By the way, the so-called telomeres play a significant role in our optical aging. Telomeres are, in a sense, the source of our youth when you look at the natural aging process in humans. Telomeres are made up of proteins, our repetitive DNA, and represent the end of our linear chromosomes. A telomere can be thought of as a guard at the end of the chromosomes, protecting our genes and the information contained within them from attack and decay. However, the fact is that a telomere becomes slightly shorter with each cell division. At some point, when the telomere has become seriously short, the protected gene can be attacked - we grow older - visually, physically and mentally. We would therefore like to keep our telomeres long and support telomerase, the natural process that rebuilds telomeres. Turmeric naturally stimulates telomerase, which rehabilitates our telomeres and therefore keeps our cells young.
But how should you best take turmeric in order to really benefit from the various benefits? High bioavailability is the ultimate goal for turmeric when it comes to its effectiveness. High bioavailability means that the active ingredients can be optimally absorbed by our body.
What to look for in turmeric products
There are already countless turmeric products on the market, as the major manufacturers quickly jumped on the superfood and “beauty wonder” trend. As with so many things, however, care is required because the turmeric should be of high quality origin: if possible from organic farming in order to avoid unnecessary exposure to pesticides. The processing of turmeric is also important so that the finished product also contains the valuable nutrients, oils and proteins that give turmeric its positive and healing properties.

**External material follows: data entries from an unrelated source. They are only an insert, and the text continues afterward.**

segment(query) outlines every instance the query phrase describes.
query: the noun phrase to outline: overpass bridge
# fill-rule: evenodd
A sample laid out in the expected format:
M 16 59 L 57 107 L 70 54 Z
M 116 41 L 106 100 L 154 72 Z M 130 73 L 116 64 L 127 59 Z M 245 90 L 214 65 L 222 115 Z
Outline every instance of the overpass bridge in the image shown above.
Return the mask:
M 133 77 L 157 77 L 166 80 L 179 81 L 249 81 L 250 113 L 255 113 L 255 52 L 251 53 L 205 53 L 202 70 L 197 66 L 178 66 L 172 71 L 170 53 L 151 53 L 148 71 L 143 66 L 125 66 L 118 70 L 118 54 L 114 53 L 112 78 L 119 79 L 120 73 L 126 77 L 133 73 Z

Our SwissMicelle® 2 Curcuma Longa drops, for example, contain the valuable turmeric longa extract, which is made directly from the health-promoting turmeric root. This turmeric-selenium complex has a very high bioavailability as the complex is extracted using a patented Swiss micellar technology. This technology coats the active ingredient molecules and makes them water-soluble, which means that the turmeric active ingredients and selenium can reach our cells in a previously unattainable mass, where they are absorbed by the body as nature intended.
Since we value the active ingredients of turmeric so much, we have added them to another product, our SwissMicelle® 3. SwissMicelle 3 is a Swiss premium complex of vitamin C, olibanum (Boswellia serrata) and curcuma longa with a very high bioavailability. In addition to vitamin C, which is essential for the body, and healing turmeric, we have also added olibanum to this complex.
Olibanum is a spicy, balsamic resin and a popular incense ingredient. It is also called incense and is produced by Boswellia trees. Olibanum is used in natural medicine and is also a component of medicines and various perfumes. As a herbal remedy, the resin is used for, among other things, digestion and healthy skin. In Indian Ayurvedic medicine, olibanum is used to treat wounds, arthritis, female hormonal imbalance and for cleansing. This application is known as "dhoopan".